Githug agautautak, eshek lloitoir maghab yun!
The older man was speaking, but no human voice issued from his throat. The younger man, his hands steady on the casket and the knife of stone, flinched with each syllable. The sounds tore at his soul, making him faint. Blood rushed and buzzed in his ears.
Yishik lla egemention, fh’laghatan yun zherud!
The casket shuddered in their hands, nearly throwing the boy to the ground. A deep knocking sound, like stone falling on stone, echoed from the ground. The boy was sweating, though the air had grown so cold in the past instants that it froze on his skin. Frost-rime curled in his beard.

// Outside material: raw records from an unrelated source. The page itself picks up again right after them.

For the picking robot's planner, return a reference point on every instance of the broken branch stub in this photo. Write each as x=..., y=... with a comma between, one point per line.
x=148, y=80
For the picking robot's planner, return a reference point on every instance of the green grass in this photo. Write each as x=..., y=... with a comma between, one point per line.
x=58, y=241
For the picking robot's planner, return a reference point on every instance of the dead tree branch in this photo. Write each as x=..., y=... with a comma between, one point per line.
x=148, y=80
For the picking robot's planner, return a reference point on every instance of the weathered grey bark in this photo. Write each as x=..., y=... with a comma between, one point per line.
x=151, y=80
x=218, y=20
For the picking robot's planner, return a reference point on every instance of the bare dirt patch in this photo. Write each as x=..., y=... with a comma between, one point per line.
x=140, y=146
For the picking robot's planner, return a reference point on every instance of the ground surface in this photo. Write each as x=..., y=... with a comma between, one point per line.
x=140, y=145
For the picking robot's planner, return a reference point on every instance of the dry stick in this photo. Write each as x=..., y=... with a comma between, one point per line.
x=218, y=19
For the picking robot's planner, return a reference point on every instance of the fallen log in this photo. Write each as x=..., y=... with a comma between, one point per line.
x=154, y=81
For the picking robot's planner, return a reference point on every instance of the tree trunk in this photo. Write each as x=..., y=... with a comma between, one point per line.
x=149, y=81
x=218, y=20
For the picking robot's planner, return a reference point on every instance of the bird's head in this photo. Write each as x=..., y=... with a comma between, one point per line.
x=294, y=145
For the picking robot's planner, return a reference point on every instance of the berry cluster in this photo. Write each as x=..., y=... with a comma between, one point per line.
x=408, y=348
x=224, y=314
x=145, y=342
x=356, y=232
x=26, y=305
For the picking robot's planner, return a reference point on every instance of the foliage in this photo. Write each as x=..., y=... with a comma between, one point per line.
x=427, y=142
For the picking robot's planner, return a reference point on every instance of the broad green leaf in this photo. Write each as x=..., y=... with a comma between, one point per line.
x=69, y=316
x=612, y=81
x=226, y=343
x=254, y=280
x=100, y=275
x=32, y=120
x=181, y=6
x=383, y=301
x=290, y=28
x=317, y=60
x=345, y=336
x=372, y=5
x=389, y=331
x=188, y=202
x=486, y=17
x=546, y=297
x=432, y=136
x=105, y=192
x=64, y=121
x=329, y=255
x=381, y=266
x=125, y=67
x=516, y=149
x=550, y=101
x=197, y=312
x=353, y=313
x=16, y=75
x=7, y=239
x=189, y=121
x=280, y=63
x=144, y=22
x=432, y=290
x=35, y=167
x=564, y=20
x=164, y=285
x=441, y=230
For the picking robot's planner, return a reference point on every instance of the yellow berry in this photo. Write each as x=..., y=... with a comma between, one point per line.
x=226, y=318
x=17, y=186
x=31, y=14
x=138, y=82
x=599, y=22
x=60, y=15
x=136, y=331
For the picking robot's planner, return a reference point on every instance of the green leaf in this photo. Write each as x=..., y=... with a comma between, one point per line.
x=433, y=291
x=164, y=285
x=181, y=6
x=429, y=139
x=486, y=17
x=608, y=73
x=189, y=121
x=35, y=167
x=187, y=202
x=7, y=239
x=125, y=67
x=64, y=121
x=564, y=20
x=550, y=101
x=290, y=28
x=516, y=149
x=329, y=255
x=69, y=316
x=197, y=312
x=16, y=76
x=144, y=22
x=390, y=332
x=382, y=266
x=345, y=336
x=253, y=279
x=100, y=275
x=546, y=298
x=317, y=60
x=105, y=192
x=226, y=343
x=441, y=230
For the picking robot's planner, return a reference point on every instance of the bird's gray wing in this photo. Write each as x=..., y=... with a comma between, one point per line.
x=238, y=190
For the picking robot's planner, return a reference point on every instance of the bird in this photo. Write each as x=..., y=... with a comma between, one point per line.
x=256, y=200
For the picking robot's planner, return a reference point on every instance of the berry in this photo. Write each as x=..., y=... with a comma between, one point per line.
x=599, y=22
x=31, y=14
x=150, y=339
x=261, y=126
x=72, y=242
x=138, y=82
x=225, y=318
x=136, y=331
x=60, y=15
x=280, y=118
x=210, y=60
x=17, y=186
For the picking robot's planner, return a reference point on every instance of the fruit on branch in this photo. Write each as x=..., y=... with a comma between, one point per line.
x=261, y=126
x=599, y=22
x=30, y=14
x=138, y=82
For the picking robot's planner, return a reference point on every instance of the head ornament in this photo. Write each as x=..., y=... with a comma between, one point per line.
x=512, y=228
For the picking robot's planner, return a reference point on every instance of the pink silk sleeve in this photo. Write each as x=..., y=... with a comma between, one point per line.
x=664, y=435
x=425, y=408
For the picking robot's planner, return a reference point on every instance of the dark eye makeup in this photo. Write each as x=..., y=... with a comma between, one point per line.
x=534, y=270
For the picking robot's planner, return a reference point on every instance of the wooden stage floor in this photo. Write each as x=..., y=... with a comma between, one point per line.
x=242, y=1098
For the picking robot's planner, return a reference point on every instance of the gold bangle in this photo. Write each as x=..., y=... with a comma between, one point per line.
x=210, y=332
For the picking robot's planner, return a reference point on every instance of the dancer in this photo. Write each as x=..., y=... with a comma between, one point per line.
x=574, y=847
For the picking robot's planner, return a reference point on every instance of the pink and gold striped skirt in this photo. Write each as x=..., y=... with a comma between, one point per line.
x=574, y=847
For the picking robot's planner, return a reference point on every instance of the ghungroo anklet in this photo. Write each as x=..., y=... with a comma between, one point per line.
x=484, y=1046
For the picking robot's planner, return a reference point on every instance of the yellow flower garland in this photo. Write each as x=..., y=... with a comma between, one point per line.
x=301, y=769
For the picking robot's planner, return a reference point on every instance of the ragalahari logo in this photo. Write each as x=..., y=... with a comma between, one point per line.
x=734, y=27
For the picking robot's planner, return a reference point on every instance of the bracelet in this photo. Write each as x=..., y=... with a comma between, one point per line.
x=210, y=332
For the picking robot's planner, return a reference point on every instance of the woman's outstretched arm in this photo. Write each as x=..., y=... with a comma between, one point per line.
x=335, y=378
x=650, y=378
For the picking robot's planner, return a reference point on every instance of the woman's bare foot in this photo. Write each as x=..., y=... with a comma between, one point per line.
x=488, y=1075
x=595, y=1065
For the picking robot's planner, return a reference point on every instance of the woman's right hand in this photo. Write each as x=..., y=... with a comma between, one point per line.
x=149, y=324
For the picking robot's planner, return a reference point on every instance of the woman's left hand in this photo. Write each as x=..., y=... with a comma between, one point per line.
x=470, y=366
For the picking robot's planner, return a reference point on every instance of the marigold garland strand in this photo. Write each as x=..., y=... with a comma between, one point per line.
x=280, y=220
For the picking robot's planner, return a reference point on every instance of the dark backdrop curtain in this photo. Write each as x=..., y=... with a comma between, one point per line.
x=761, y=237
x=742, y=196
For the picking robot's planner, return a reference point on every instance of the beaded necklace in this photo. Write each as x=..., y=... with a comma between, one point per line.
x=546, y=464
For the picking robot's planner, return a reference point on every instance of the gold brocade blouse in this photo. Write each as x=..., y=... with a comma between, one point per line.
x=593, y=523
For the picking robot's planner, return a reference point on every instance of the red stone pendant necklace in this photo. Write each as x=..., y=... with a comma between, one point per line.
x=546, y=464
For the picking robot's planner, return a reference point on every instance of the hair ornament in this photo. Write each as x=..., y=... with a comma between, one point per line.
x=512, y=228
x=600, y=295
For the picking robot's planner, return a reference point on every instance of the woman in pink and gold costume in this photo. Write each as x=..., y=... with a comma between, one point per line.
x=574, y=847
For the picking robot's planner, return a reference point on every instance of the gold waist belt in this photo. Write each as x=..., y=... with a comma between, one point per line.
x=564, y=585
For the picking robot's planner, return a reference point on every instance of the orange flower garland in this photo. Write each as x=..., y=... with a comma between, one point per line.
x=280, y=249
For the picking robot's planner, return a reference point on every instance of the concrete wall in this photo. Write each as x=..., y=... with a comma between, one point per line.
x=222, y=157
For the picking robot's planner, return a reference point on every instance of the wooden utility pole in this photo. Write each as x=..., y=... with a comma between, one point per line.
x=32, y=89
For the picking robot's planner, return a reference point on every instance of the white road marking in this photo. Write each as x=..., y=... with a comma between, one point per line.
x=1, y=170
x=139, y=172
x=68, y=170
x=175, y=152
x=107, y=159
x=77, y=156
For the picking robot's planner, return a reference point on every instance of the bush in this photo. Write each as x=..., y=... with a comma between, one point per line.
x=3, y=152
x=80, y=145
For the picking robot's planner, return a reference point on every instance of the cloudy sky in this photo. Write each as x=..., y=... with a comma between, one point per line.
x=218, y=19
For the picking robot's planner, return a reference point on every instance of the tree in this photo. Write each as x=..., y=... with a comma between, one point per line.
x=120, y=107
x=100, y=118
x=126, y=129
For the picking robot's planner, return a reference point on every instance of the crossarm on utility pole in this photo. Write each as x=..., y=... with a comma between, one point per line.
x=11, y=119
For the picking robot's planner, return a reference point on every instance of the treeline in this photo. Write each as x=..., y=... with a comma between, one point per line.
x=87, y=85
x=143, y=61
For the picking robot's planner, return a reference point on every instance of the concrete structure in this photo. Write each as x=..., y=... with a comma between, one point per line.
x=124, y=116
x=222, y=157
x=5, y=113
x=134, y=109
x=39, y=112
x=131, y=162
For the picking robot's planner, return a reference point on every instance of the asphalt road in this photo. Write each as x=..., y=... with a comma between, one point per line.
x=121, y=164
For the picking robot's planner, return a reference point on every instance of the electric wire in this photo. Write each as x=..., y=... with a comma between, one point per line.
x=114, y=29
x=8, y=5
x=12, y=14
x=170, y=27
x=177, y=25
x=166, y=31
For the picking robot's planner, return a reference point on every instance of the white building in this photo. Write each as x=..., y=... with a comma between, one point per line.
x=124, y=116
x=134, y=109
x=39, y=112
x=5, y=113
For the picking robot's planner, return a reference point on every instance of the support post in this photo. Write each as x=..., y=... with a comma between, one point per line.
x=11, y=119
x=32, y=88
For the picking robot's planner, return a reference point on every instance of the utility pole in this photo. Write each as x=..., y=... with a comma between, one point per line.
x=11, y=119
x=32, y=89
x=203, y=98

One by one, the stars overhead began to dim and go out.
Nuur’din, makhga’gan. Lloitor’zheng yun allach yaga!
On the ground, stretching in all directions, there were the broken stumps of ancient pillars. Now they groaned and quaked and the earth shifted under their feet. A flickering deep-blue light grew among the stones, casting long distorted shadows across the crater floor. The boy did not look up, his hands busy on the latches of the casket, the stone knife close at hand. The older man had stood, now, and his voice whispered and stormed with the ancient inhuman words.
Ia! Shaggutak agamman lloitor eshek yun! Ia! Fgh’than!
The boy managed to open the casket, which had been sealed for four thousand years. Light flooded out, for the interior of the box was lined with brilliant glowing crystal. Within, suspended in gossamer wires, was a dark trapezohedral lump of some indigo stone. Involuntarily, the boy screamed and blood streaked his face. A vessel in his eye had burst, spraying his face, the box and the stone with blood.
Where droplet of blood had fallen on the black stone, it began to smoke.
Ia! Nyarthotepis, allashagak nirud’in illa shetek yun!
The older man, his face convulsing as if worms writhed under his flesh, fell to his knees. One hand, trembling, reached into the box. The shining trapozohedron glittered now, glowing with its own dark light. The man grasped the stone, clutching it to his breast.
The earth shook, as if a promethean thing had set foot upon ground too weak to bear its weight. The sky rippled and convulsed, the stars going dark all of a sudden. The boy fell, mindless, to the soil. A bitter black radiance sprang from the mouth and eyes of the older man. For an instant, there was a knife-edge struggle, where unimaginable power threatened to burst forth from the fragile vessel.
But the moment passed and the darkness that lay upon the land faded and, one by one, the stars reappeared, dim and flickering in the cold desert air.
T199, Georgia: Rashid began the long arduous process of rebuilding his military forces.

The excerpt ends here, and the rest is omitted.